Complete Step-by-Step solution:
Given, Time period of a simple pendulum, ${\text{T}} = 2\pi \sqrt {\dfrac{l}{g}} {\text{ }} \to {\text{(1)}}$ where l is length of the pendulum and g is acceleration due to gravity.
As we know that
Dimension of time period T = [T]
Dimension of length of the pendulum l = Dimension of length = [L]
Since, Acceleration = $\dfrac{{{\text{Velocity}}}}{{{\text{Time}}}} = \dfrac{{\left( {\dfrac{{{\text{Displacement}}}}{{{\text{Time}}}}} \right)}}{{{\text{Time}}}}$
$ \Rightarrow $ Acceleration = $\dfrac{{{\text{Displacement}}}}{{{{\left( {{\text{Time}}} \right)}^2}}}{\text{ }} \to (2{\text{)}}$
As, dimension of displacement (length) is [L] and that of time is [T]
By applying dimensional analysis on equation (2), we get
Dimension of acceleration = $\dfrac{{{\text{Dimension of displacement}}}}{{{{\left( {{\text{Dimension of time}}} \right)}^2}}} = \dfrac{{\left[ {\text{L}} \right]}}{{\left[ {{{\text{T}}^2}} \right]}} = \left[ {\text{L}} \right]\left[ {{{\text{T}}^{ - 2}}} \right] = \left[ {{\text{L}}{{\text{T}}^{ - 2}}} \right]$
Dimension of acceleration due to gravity (acceleration) is $\left[ {{\text{L}}{{\text{T}}^{ - 2}}} \right]$
When we will be applying dimensional analysis on equation (1), $2\pi $ is a constant which is getting multiplied so it will be neglected.
By applying dimensional analysis on equation (1), we get
Dimension of T = $\sqrt {\dfrac{{{\text{Dimension of }}l}}{{{\text{Dimension of }}g}}} $
$
   \Rightarrow \left[ {\text{T}} \right] = \sqrt {\dfrac{{\left[ {\text{L}} \right]}}{{\left[ {{\text{L}}{{\text{T}}^{ - 2}}} \right]}}} \\
   \Rightarrow \left[ {\text{T}} \right] = {\left[ {\left[ {\text{L}} \right]\left[ {{{\text{L}}^{ - 1}}{{\text{T}}^2}} \right]} \right]^{\dfrac{1}{2}}} \\
   \Rightarrow \left[ {\text{T}} \right] = {\left[ {\left[ {{{\text{L}}^{1 - 1}}{{\text{T}}^2}} \right]} \right]^{\dfrac{1}{2}}} \\
   \Rightarrow \left[ {\text{T}} \right] = {\left[ {\left[ {{{\text{L}}^0}{{\text{T}}^2}} \right]} \right]^{\dfrac{1}{2}}} \\
   \Rightarrow \left[ {\text{T}} \right] = \left[ {{{\text{T}}^{2 \times \dfrac{1}{2}}}} \right] \\
   \Rightarrow \left[ {\text{T}} \right] = \left[ {\text{T}} \right] \\
 $
In the above equation, the dimensions of both the LHS and the RHS are the same.

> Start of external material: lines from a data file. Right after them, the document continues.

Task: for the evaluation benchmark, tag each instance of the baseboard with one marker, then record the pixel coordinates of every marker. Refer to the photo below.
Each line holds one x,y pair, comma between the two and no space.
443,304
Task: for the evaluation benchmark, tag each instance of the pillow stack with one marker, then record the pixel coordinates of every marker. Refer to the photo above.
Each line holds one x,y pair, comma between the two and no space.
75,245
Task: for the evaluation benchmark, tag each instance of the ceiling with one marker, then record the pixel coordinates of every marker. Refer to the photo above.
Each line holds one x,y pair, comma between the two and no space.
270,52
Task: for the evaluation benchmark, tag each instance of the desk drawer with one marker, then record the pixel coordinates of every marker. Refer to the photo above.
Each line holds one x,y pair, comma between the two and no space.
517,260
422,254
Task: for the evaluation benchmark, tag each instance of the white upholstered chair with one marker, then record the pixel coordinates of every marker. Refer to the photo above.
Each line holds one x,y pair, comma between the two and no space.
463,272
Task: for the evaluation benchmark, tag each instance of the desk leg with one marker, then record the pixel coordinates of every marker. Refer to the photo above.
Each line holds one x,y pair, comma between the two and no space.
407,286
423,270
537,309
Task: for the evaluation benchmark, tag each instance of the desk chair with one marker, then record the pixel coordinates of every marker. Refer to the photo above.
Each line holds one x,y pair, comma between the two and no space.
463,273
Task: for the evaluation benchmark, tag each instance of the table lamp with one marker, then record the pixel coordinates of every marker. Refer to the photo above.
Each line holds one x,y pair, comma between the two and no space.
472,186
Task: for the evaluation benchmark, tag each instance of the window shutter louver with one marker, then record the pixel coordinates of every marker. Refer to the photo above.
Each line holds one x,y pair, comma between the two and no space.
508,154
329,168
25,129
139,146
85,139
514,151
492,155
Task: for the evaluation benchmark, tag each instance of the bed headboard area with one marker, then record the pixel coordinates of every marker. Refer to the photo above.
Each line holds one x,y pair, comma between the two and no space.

This means that the given equation is dimensionally correct.

Note- There are seven primary dimensions in units of measurement. The primary dimensions are defined as independent or fundamental dimensions from which other dimensions can be derived. The primary dimensions are mass, length, time , temperature, electric current, quantity of light and quantity of matter.